COME PREPARARSI ALLA
SALVEZZA?
Tuttavia, l’educazione
alla guerra è un’illusione. Gii sviluppi tecnici degli ultimissimi
anni hanno creato una situazione militare completamente nuova. Sono
state inventate orribili armi, le quali possono distruggere in pochi
secondi enormi masse d’esseri umani e immense regioni. Poiché la
scienza non ha ancor trovato la protezione contro queste armi, lo
Stato moderno non è più in condizione di poter preparare
adeguatamente la sicurezza per i suoi cittadini.
E, allora, come ci
salveremo?
L’umanità potrà
trovar protezione contro il pericolo d’una inimmaginabile
distruzione e d'un folle annientamento soltanto se un’organizzazione
supernazionale sarà la sola ad avere il diritto di possedere quelle
armi. Ma è indispensabile che le nazioni, nelle condizioni presenti,
conferiscano simile autorità ad un'organizzazione supernazionale, a
meno che tale organizzazione non abbia il diritto legale e il dovere
di risolvere tutti i conflitti che in passato hanno condotto alla
guerra.

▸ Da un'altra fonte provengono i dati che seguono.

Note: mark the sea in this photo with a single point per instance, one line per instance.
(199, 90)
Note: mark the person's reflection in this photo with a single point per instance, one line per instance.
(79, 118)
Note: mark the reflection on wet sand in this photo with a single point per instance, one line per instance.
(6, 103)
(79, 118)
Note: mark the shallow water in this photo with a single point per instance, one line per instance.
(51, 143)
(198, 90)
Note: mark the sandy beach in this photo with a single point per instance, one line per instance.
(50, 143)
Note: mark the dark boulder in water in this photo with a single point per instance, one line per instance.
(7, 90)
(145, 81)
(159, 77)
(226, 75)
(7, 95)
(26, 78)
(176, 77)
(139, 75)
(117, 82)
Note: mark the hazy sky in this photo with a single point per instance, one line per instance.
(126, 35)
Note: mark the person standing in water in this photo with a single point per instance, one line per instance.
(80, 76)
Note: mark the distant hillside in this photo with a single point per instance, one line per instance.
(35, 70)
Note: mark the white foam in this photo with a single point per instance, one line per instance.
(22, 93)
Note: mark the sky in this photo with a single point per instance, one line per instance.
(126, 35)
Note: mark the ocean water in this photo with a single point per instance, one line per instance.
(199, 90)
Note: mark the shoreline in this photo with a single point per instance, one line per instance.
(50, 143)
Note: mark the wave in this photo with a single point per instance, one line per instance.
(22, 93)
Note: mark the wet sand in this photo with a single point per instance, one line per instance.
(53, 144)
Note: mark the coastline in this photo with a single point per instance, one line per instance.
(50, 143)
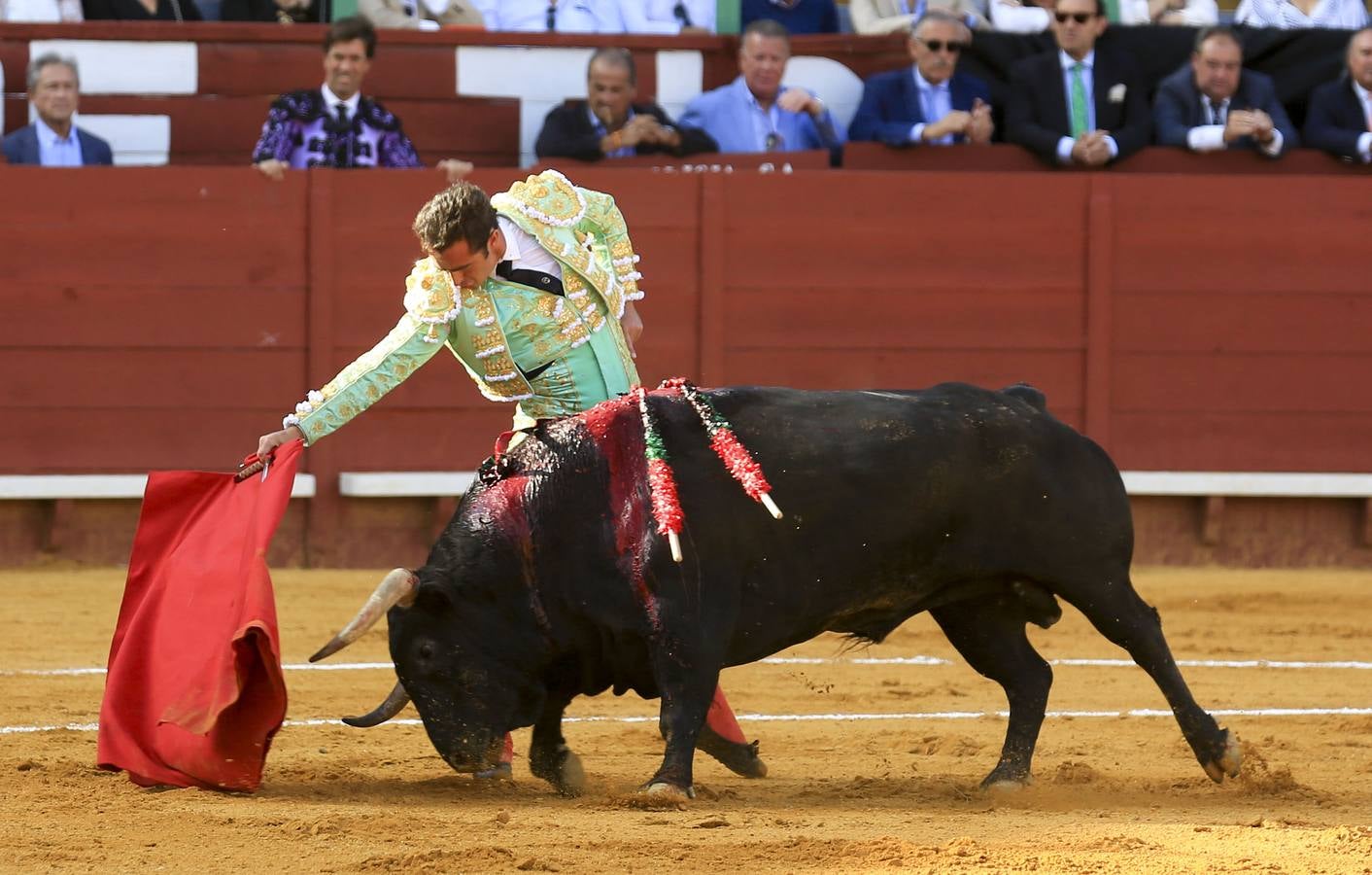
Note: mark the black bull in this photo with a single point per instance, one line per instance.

Le funzioni degli Stati singoli consisterebbero nel
concentrarsi più o meno sugli affari interni, nelle loro relazioni
con gli altri Stati tratterebbero solamente questioni e problemi che
non possono in alcun modo porre in pericolo la sicurezza
internazionale.
MISURE RIVOLUZIONARIE
Purtroppo non vi sono
ancora sintomi del fatto che i Governi abbiano compreso che la
situazione nella quale si trova l’umanità tende assolutamente
necessarie delle misure rivoluzionarie. La nostra situazione non è
paragonabile ad alcun’altra del passato. È quindi impossibile
applicare metodi e misure che in altri tempi avrebbero potuto essere
sufficienti. Dobbiamo rivoluzionare il nostro modo di pensare,
dobbiamo rivoluzionare il nostro modo di agire, e dobbiamo avere il
coraggio di rivoluzionare le relazioni tra le nazioni del mondo. Le
vecchie idee del passato non possono più servire oggi; e, senza
dubbio, saranno inadatte al domani. Far comprendere questo agli
uomini di tutto il mondo è la funzione sociale più importante e
fatale che gli intellettuali abbiano mai dovuto affrontare. Avranno
il coraggio necessario per vincere i loro legami nazionali, quanto è
necessario per indurre i popoli del mondo a mutare le loro tradizioni
nazionali profondamente radicate nel modo più completo?
È indispensabile un
immenso sforzo. Se fallisce ora, l’organizzazione supernazionale
sarà costruita più tardi; ma, allora, dovrà essere costruita sulle
rovine di gran parte del mondo ora esistente. Speriamo che
l’abolizione dell’esistente anarchia internazionale non deva
esser pagata con una catastrofe mondiale che il mondo infliggerebbe a
se stesso, di dimensioni quali nessuno di noi può nemmeno
immaginare.
Il tempo è terribilmente
breve. Se dobbiamo agire, è d’uopo agire subito.